Table of Contents
- Overview
- Architecture
- Directory Structure
- Test Layers
- Fixture System
- Running Benchmarks
- YAML Definition Format
- Generating Fixtures
- Adding New Benchmarks
- Harness Reference
- CI Integration
- Troubleshooting
Overview
The whitebox agent benchmarks validate the four layers of the agent-driven scanning pipeline:| Layer | What It Tests | Key Function | Assertion |
|---|---|---|---|
| 1. Parsing | ParseFindings / ParseHTTPRecords extract structured data from raw agent output | agent.ParseFindings(), agent.ParseHTTPRecords() | Strict |
| 2. Quality | Agent-reported findings contain expected CWEs, vuln types, and severity distribution | agent.ParseFindings() + field inspection | Soft |
| 3. Handoff | Agent HTTP records convert to HttpRequestResponse via ToHTTPRequestResponse | agent.ToHTTPRequestResponse() | Strict |
| 4. E2E | Converted HTTP records produce real findings when scanned against Docker apps | Modules’ ScanPerInsertionPoint / ScanPerRequest | Soft |
Why Fixtures?
AI agent calls are expensive and non-deterministic. Rather than calling the LLM on every test run, the system:- Runs the agent once against source code stubs (the same stubs used by the SAST benchmark)

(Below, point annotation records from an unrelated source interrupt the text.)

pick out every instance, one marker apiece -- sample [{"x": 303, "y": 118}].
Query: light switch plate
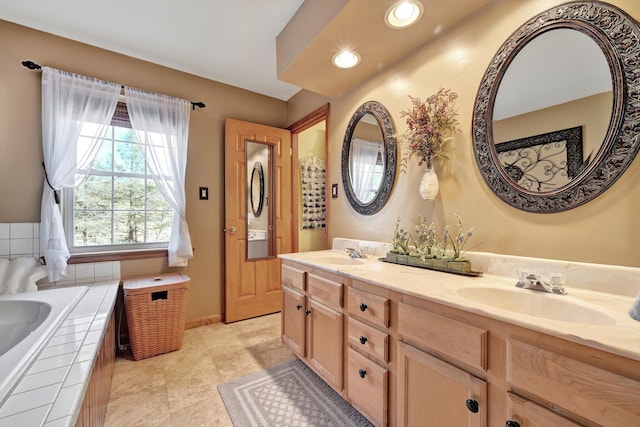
[{"x": 204, "y": 193}]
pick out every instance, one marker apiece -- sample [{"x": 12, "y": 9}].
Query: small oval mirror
[
  {"x": 257, "y": 189},
  {"x": 369, "y": 158}
]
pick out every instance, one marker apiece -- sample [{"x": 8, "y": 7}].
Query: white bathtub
[{"x": 27, "y": 321}]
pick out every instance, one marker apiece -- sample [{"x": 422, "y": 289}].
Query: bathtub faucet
[{"x": 355, "y": 253}]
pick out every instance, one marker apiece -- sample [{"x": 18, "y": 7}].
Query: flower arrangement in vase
[{"x": 430, "y": 125}]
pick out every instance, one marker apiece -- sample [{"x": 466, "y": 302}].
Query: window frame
[{"x": 106, "y": 252}]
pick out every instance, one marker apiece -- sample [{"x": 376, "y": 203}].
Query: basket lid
[{"x": 160, "y": 280}]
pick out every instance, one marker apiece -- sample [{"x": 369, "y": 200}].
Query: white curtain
[
  {"x": 161, "y": 123},
  {"x": 364, "y": 155},
  {"x": 71, "y": 105}
]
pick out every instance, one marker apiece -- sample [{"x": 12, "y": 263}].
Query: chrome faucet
[
  {"x": 536, "y": 283},
  {"x": 355, "y": 253}
]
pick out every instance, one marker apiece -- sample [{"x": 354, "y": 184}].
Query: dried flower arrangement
[
  {"x": 430, "y": 124},
  {"x": 425, "y": 249}
]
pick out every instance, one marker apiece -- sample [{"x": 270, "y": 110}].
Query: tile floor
[{"x": 180, "y": 388}]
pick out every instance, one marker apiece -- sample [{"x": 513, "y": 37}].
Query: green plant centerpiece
[{"x": 426, "y": 249}]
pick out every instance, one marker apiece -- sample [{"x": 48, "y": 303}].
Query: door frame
[{"x": 311, "y": 119}]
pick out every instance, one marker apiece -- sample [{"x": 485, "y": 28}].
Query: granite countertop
[
  {"x": 51, "y": 391},
  {"x": 591, "y": 316}
]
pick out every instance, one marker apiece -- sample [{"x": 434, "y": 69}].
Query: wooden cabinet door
[
  {"x": 529, "y": 414},
  {"x": 432, "y": 392},
  {"x": 324, "y": 343},
  {"x": 293, "y": 320}
]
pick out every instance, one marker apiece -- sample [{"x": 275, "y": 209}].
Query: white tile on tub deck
[
  {"x": 65, "y": 402},
  {"x": 104, "y": 269},
  {"x": 21, "y": 402},
  {"x": 41, "y": 379},
  {"x": 85, "y": 272},
  {"x": 20, "y": 247},
  {"x": 21, "y": 230},
  {"x": 4, "y": 230},
  {"x": 60, "y": 422},
  {"x": 51, "y": 363},
  {"x": 34, "y": 417}
]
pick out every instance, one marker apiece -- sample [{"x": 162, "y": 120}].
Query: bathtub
[{"x": 27, "y": 321}]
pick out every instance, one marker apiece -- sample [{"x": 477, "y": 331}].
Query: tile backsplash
[
  {"x": 20, "y": 239},
  {"x": 23, "y": 240}
]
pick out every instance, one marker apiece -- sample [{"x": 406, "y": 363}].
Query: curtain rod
[{"x": 33, "y": 66}]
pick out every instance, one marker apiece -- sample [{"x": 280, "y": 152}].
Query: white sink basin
[
  {"x": 538, "y": 304},
  {"x": 339, "y": 260}
]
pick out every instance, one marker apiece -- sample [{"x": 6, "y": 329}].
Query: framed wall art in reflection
[{"x": 544, "y": 162}]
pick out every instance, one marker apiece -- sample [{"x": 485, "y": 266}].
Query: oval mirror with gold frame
[
  {"x": 583, "y": 169},
  {"x": 369, "y": 158}
]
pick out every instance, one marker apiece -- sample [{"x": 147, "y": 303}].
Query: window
[{"x": 118, "y": 206}]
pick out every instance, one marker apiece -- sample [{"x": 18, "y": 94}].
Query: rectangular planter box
[
  {"x": 462, "y": 266},
  {"x": 441, "y": 264}
]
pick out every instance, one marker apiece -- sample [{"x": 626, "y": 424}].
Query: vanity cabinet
[
  {"x": 436, "y": 390},
  {"x": 313, "y": 321},
  {"x": 405, "y": 359},
  {"x": 368, "y": 354}
]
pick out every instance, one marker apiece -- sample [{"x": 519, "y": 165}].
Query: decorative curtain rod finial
[{"x": 31, "y": 65}]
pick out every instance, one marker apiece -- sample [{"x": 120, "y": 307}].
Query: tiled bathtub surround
[
  {"x": 51, "y": 391},
  {"x": 20, "y": 239},
  {"x": 23, "y": 240}
]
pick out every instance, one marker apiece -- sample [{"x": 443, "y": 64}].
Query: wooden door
[
  {"x": 432, "y": 392},
  {"x": 252, "y": 287}
]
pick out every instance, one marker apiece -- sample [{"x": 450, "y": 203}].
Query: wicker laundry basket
[{"x": 156, "y": 309}]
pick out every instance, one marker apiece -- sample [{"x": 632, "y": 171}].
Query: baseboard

- Caches the raw output as JSON fixture files
- Runs all subsequent benchmark tests against those cached fixtures
Strict vs Soft Assertions
- Strict (Layers 1 & 3): These layers test our code — the JSON parser and the HRR converter. If they fail, we have a bug. The test should fail.
- Soft (Layers 2 & 4): These layers validate agent data quality and end-to-end detection. Agent output quality varies across models and regenerations. Soft assertions log warnings but do not fail the test.
Relationship to Other Benchmarks
| Benchmark | Build Tag | Tests | Requirements |
|---|---|---|---|
| SAST (Layers 1-3) | sast | Route extraction, SARIF parsing, handoff | ast-grep binary |
| SAST E2E (Layer 4) | sast_e2e | Full source-to-scan pipeline | ast-grep binary |
| Agent (Layers 1-3) | agent_benchmark | Parsing, quality, HRR conversion | None |
| Agent E2E (Layer 4) | agent_benchmark + canary | Scan converted records against Docker apps | Docker |
| Agent Generate | agent_generate | Populate fixture files from real LLM | Configured agent |
Architecture
Key Design Decisions
- Fixture-first: Agent output is cached as JSON. Tests never call the LLM. This makes all layers fast and deterministic.
- One fixture per (stub x template) pair: Each fixture captures the raw output from running a specific prompt template against a specific source code stub.
- YAML-driven definitions: Test expectations are declared in YAML files. Adding a new test case is a YAML addition, not a code change.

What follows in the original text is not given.